Behind Ms. Magazine's Switch to Environmentally Friendly Paper
In its July/August issue, PrintMedia magazine covered Ms. magazine's switch to eco-papers—papers with high postconsumer recycled content (PCR), cleaner manufacturing processes (including less chlorine bleaching) and without using fiber from endangered forests. But what many of you want to know is how they did it.
After all, when the Feminist Majority Foundation (FMF) assumed control as publisher of Ms., it inherited a $2 million-dollar debt and with it a ready-made excuse for not switching to eco-papers, as it potentially costs more to do so. But Ms. managed to switch to papers significantly better for the environment and human health than traditional 100-percent virgin-fiber paper, while staying within budget.
Alicia Daly, associate publisher at FMF, made the decision to switch to eco-papers with high-PCR content. She assembled a core team, consisting of Ms.' printer, design firm, paper supplier and key magazine staff, which was committed to aligning the magazine's paper use with its financial bottom-line and its sense of responsibility.
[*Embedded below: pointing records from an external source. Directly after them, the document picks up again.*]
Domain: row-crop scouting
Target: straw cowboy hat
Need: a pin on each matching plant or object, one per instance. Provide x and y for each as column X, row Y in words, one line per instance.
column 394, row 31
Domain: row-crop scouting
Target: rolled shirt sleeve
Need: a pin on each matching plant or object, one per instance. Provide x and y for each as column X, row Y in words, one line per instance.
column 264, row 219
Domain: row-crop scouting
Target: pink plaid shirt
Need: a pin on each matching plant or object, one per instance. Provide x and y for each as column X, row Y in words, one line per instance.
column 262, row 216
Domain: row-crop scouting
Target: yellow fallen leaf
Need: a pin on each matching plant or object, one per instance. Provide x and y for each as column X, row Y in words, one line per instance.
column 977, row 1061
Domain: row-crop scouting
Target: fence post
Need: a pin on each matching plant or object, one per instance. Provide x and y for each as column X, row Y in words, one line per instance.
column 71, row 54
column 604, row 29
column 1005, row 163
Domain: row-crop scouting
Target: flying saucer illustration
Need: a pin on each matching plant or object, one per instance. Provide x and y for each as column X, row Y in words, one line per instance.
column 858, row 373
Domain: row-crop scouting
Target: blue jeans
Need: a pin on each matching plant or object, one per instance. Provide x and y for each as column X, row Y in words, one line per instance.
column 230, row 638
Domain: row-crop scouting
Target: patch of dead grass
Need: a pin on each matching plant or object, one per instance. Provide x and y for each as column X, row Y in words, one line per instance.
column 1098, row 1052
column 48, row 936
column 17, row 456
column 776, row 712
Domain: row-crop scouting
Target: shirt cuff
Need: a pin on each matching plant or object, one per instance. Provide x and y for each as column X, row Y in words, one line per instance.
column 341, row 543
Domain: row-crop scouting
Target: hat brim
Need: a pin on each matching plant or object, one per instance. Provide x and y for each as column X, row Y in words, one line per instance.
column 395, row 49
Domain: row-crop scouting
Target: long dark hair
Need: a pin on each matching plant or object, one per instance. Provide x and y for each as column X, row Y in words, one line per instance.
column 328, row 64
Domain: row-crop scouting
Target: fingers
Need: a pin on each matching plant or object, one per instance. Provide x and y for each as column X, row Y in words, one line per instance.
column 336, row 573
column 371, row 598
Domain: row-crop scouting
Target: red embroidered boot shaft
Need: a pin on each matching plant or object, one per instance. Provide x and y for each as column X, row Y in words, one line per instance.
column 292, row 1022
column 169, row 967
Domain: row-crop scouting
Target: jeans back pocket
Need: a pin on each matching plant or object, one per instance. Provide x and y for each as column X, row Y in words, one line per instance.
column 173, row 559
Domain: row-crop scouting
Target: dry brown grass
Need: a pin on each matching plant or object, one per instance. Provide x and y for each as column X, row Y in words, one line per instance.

Daly created a positive working atmosphere by understanding that switching to eco-papers was new and different for everyone and by recognizing their limitations. "It was a very supportive atmosphere," says Jane Scott, who was Ms.'s customer service representative at Brown Printing and is now with Vertis Inc. "Most of us were doing this for the first time, and Alicia made sure everyone knew she had faith in [our] ability to make the paper switch happen."
The process began when Daly and Ms.' executive editor, Kathy Spillar, met Kim Hoffman, the sales executive of New Leaf Paper—an eco-paper merchant—to learn about viable eco-paper options.
Especially important to Ms. was reducing the use of chlorine in the bleaching, or "whitening" of wood fibers. A by-product of chlorine bleaching is the carcinogen dioxin, and Ms. didn't want to release carcinogens into the environment during the production of its paper.